Когда туша переставала взмахивать руками и замолкала, Пыпов приходил в себя, поднимался, тяжело дыша, с пола, оправлял на себе сюртук, приглаживал дрожащими руками волосы по обеим сторонам головы, выходил из камеры, снова запирал ее на ключ и говорил сам себе: — Побаловался.
Потом шел в казармы, принимал на воде тридцать три капли из коричневого пузырька, ложился на кровать и снова уже не мог прогнать дум о девушке-дочери, глаза которой похожи на цветы, о зяте, благородном полковнике, о сыне-студенте в толстых золотых очках; думал о чистом маленьком домике, с крашеными полами, с изразцовой печкой, с висячей лампой, с горящими лампадами в святых углах, с благословенным хлебом после всенощной под годовой праздник, — думал, и становилось ему жаль самого себя, жаль жизни, которая у него не сложилась, как у хороших людей. Нужно было кого-то ругать, кого-то упрекать, и прежде всего самого себя, — и Пыпов, ощущая на лице теплые солоноватые капли, толкал в подушку опять судорожно сжавшимся кулаком и, стиснув зубы, приговаривал за каждым ударом:
— Хам ты, холуй, мурло, селедка несчастная, фараон бесштанный! Так тебе и надо!

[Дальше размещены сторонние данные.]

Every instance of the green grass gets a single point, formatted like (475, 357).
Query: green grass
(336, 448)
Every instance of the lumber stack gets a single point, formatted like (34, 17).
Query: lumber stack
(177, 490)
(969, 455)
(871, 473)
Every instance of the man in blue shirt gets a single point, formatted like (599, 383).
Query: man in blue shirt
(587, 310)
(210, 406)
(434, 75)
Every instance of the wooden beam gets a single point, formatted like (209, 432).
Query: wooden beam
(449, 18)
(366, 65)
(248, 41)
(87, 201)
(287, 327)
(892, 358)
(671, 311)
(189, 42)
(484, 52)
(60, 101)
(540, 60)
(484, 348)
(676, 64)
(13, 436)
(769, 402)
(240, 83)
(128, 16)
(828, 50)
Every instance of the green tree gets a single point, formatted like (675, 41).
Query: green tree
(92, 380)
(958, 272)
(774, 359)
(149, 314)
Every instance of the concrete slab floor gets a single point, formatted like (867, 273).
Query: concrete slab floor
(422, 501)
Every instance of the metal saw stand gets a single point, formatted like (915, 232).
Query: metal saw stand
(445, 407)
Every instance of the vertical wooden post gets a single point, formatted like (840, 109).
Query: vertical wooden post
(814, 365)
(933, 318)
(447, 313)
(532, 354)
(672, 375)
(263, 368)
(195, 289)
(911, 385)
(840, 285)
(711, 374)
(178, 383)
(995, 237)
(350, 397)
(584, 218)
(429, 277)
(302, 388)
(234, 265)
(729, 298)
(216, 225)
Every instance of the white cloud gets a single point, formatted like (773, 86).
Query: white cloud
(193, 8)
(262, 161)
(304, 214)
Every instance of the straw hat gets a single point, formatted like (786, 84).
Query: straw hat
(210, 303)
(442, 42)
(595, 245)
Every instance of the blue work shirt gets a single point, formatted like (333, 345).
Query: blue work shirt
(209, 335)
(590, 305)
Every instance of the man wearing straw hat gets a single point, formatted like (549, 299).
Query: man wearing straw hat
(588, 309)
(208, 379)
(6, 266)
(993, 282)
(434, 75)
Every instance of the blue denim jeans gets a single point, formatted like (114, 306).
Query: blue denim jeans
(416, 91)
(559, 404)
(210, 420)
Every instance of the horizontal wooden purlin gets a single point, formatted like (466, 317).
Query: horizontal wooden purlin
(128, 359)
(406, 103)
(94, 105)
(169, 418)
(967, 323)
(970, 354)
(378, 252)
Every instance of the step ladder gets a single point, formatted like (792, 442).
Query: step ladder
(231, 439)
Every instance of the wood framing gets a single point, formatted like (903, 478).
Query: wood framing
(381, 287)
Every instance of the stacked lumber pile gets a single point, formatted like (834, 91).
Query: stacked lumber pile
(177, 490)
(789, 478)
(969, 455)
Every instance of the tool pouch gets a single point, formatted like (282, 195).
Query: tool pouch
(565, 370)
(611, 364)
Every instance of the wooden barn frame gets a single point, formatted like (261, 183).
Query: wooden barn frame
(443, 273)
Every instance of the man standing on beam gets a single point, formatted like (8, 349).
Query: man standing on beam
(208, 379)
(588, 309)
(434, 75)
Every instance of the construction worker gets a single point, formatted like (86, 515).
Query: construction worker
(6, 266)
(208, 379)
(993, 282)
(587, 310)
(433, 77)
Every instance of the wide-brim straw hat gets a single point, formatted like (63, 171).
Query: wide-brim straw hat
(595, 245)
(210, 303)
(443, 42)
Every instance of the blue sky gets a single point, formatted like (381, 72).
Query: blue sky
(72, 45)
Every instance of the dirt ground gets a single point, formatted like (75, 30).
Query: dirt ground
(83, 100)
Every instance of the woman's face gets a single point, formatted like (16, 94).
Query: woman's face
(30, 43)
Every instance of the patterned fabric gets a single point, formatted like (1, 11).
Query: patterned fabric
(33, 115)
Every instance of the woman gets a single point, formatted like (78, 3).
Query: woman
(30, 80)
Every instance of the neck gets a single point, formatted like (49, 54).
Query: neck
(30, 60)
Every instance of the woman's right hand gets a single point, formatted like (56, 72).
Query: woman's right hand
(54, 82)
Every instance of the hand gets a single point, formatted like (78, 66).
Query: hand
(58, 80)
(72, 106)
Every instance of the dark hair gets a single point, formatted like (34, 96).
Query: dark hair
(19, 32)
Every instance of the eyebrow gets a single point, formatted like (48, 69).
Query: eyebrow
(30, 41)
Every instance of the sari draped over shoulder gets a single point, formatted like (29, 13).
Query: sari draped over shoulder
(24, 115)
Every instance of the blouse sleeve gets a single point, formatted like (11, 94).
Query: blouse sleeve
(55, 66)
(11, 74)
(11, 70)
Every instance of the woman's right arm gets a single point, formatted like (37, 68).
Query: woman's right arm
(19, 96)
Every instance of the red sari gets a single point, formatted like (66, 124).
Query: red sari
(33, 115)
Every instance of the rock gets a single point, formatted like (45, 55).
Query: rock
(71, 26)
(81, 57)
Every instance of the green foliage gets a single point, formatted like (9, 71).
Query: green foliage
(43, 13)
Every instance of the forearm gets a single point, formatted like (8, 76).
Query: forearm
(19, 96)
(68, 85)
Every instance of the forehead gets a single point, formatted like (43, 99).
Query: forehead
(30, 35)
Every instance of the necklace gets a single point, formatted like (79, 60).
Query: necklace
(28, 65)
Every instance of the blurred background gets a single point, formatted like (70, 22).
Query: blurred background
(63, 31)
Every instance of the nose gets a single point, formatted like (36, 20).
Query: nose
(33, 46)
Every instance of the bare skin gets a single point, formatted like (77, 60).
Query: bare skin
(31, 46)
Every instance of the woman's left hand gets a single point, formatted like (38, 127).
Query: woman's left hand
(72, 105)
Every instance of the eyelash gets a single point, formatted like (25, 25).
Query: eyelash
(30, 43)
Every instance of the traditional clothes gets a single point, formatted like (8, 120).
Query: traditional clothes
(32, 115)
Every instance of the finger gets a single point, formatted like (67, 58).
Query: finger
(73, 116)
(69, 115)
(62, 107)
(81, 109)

Запивал он редко, с каждым годом все реже и реже: на рождество, на пасху, в осеннюю ярмарку. Когда же напивался, когда красным, как свекла, делалось лицо, когда в туманную голову лезли воспоминания, Пыпов загибал палец за пальцем и говорил:
— Зайцева убил. Учителя Емельянова убил. Поляка Пташицкого, псякрю, убил. По закону убивал. По правде. Следовало их, иуд, прохвостов! И на страшном суде, перед господом богом, за эту паршь отвечать не буду. А хорошего человека, — и Пыпов высоко поднимал не разгибающийся прямо палец, — никогда в жизни своей ногтем не тронул. И не позволю! И не позволю!